Surgical Resident Brookdale University Hospital Medical Center Brooklyn, New York, United States
Introduction: Hospital acquired infection (HAI) after spinal tumor resection surgery contributes to adverse patient outcomes and excess healthcare resource utilization. This study sought to develop a predictive model for HAI occurrence following spinal tumor resection.
Methods: The National Surgical Quality Improvement Program (NSQIP) 2015-2019 database was queried for spinal tumor resections. Baseline demographics and pre-operative clinical characteristics, including frailty, were analyzed. Frailty was measured by modified frailty score 5 (mFI-5) and risk analysis index (RAI). Univariate and multivariable analyses were performed to identify independent risk factors for HAI occurrence. A logit-based predictive model for HAI occurrence was designed and discriminative power assessed via receiver operating characteristic (ROC) analysis.

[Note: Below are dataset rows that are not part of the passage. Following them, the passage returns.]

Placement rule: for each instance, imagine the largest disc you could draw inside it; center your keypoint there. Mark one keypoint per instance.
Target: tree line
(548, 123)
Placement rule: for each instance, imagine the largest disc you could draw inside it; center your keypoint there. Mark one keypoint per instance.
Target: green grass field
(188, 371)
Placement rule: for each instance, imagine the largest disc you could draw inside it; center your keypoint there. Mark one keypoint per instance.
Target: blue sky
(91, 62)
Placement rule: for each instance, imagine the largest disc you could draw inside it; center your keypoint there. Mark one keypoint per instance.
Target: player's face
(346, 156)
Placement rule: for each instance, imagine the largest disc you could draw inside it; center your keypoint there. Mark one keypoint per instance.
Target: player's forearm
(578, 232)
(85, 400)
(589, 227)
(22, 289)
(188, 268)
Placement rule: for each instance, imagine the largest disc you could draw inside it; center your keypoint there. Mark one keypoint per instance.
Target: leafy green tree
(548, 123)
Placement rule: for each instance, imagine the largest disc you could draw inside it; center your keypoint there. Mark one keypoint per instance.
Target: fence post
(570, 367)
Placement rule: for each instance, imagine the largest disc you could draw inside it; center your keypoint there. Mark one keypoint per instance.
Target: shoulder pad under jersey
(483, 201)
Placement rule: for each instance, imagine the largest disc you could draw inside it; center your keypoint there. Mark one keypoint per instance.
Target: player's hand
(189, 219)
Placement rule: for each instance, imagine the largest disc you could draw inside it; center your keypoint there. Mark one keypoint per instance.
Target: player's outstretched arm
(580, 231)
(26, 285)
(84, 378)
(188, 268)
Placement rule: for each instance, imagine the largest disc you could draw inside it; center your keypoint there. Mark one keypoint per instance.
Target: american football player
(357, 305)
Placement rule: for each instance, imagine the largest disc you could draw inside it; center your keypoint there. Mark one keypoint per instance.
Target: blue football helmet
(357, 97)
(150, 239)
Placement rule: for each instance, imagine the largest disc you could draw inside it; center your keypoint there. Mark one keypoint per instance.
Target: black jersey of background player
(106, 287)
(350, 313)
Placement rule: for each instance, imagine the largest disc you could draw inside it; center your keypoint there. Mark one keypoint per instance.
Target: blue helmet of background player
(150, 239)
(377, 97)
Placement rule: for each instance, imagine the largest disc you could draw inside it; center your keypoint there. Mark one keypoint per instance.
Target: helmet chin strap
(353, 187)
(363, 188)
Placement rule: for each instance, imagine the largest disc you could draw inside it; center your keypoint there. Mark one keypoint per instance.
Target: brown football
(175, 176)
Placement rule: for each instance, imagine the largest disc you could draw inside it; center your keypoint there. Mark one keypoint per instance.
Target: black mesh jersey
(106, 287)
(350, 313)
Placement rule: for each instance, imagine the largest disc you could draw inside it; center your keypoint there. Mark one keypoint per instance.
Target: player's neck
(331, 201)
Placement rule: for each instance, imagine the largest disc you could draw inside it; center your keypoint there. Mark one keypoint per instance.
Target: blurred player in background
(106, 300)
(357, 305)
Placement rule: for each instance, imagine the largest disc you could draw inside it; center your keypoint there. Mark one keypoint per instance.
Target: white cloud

Results: Of 5,883 patients undergoing spinal tumor surgery, HAI occurred in 574 (9.8%). The HAI (vs. non-HAI) cohort was older and frailer with higher rates of pre-operative functional dependence, chronic steroid use, chronic lung disease, coagulopathy, diabetes, hypertension, tobacco smoking, unintentional weight loss, and hypoalbuminemia (all P< 0.05). In multivariable analysis, independent predictors of HAI occurrence included severe frailty (mFI-5, OR: 2.3, 95% CI: 1.1-5.2, P=0.035), non-elective surgery (OR: 1.7, 95% CI: 1.1-2.4, P=0.007), and hypoalbuminemia (OR: 1.5, 95% CI: 1.1-2.2, P=0.027). A logistic regression model with frailty score alongside age, race, BMI, elective vs. non-elective surgery, and pre-operative labs robustly predicted HAI occurrence with a C-statistic of 0.68 (95% CI: 0.64-0.72).
Conclusion : HAI occurrence after spinal tumor surgery can be robustly predicted by standardized frailty metrics, mFI-5 and RAI-A, alongside routinely measured pre-operative characteristics (demographics, comorbidities, pre-operative labs).